O BRASIL TREM JEITO? II

A falta de investimento na ferrovia, que nos últimos 40 anos não mereceu a atenção do Estado, culminou com o sucateamento daquele que deveria ser um importante meio de transporte de passageiros e de carga. Para solucionar o problema, conseguir eficiência e competitividade, o Governo optou pela privatização do setor. Assim, entre 1996 e 1998, foram feitas as concessões das malhas ferroviárias a sete diferentes empresas. O processo foi anunciado com festa e comemorado pela indústria, que previu grandes negócios com os novos operadores.

As expectativas, contudo, logo foram frustradas pelo não-cumprimento das metas estabelecidas nos contratos de concessão. No lugar de investimentos, material ocioso, trens e trilhos abandonados e piora no serviço. Em 1998, 12 sindicatos ferroviários elaboraram um relatório conjunto para o Congresso Nacional sobre a "Privatização das Malhas Ferroviárias do Brasil" , afirmando que "nenhum dos objetivos propostos pelo Governo foi atingido". Os sindicatos defendem que o Ministério dos Transportes "intervenha em todas as malhas que não cumprem as obrigações contratuais, cassando todas as concessões". A proposta é que a Rede Ferroviária Federal volte a controlar as malhas no País.

No trecho concedido à Ferroban entre Presidente Prudente e Álvares Machado, a ALL (América Latina Logística do Brasil) está trocando na linha tronco os trilhos deteriorados TR37 pelos de bom estado TR50 de um ramal secundário, que assim será inviabilizado. Tal medida necessitaria de prévia autorização da RFFSA, já que fere o contrato de concessão. Segundo o deputado Carlos Braga, membro da Comissão de Transporte da Assembléia Legislativa de São Paulo, a CPI deverá recomendar ao Tribunal de Contas da União, ao Ministério Público Federal e ao Ministério dos Transportes a rescisão imediata da concessão da malha ferroviária paulista para a Ferroban e a Novoeste. O Ministério Público Federal já instaurou inquérito civil público para investigar a denúncia.

Outro ponto duvidoso no processo de privatização é a tão decantada concorrência, que substituiria o monopólio estatal. A ALL, que em inglês significa "tudo", está presente em todas as malhas nacionais, sendo uma transnacional que opera também na Argentina.
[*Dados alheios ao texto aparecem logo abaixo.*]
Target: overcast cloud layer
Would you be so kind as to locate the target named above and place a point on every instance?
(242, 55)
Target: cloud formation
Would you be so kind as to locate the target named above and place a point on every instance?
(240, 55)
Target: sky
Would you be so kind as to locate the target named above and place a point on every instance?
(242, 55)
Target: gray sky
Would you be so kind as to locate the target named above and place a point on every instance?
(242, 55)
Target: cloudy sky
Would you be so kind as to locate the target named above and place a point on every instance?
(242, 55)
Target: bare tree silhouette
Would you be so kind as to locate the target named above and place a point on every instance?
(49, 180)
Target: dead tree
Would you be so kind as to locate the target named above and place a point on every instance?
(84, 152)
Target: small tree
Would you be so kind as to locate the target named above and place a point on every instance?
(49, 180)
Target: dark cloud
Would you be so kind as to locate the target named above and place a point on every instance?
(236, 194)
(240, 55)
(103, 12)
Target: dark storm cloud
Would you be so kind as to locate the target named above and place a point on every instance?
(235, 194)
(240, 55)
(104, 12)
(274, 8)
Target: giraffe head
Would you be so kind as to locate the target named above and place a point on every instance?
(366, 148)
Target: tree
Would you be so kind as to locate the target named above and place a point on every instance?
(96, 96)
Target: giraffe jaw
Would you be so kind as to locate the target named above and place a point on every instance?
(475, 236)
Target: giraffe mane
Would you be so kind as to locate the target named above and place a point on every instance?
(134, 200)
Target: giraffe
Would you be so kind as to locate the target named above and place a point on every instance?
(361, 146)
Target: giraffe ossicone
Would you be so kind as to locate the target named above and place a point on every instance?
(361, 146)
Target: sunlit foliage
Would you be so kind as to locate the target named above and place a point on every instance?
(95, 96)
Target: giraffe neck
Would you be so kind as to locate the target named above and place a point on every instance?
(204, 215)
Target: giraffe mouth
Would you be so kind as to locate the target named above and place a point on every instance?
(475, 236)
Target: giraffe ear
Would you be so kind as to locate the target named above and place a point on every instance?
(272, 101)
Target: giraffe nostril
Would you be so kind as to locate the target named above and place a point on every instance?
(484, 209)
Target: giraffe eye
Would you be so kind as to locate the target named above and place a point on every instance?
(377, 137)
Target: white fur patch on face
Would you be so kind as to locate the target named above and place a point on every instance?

Segundo o líder ferroviário Rogério Centofanti, "entre os operadores, é um espanto ver como são cooperativas umas com as outras e a constante presença da ALL". E ele complementa: "Um investe no trecho do outro, cede máquina, equipamento e funcionários, que recebem ordem de outra empresa, quase sempre da ALL. O funcionário já não sabe a quem obedecer. As operadoras têm o mesmo comportamento, propostas, acordos coletivos idênticos etc." O atencioso leitor, melhor informado, poderia nos esclarecer?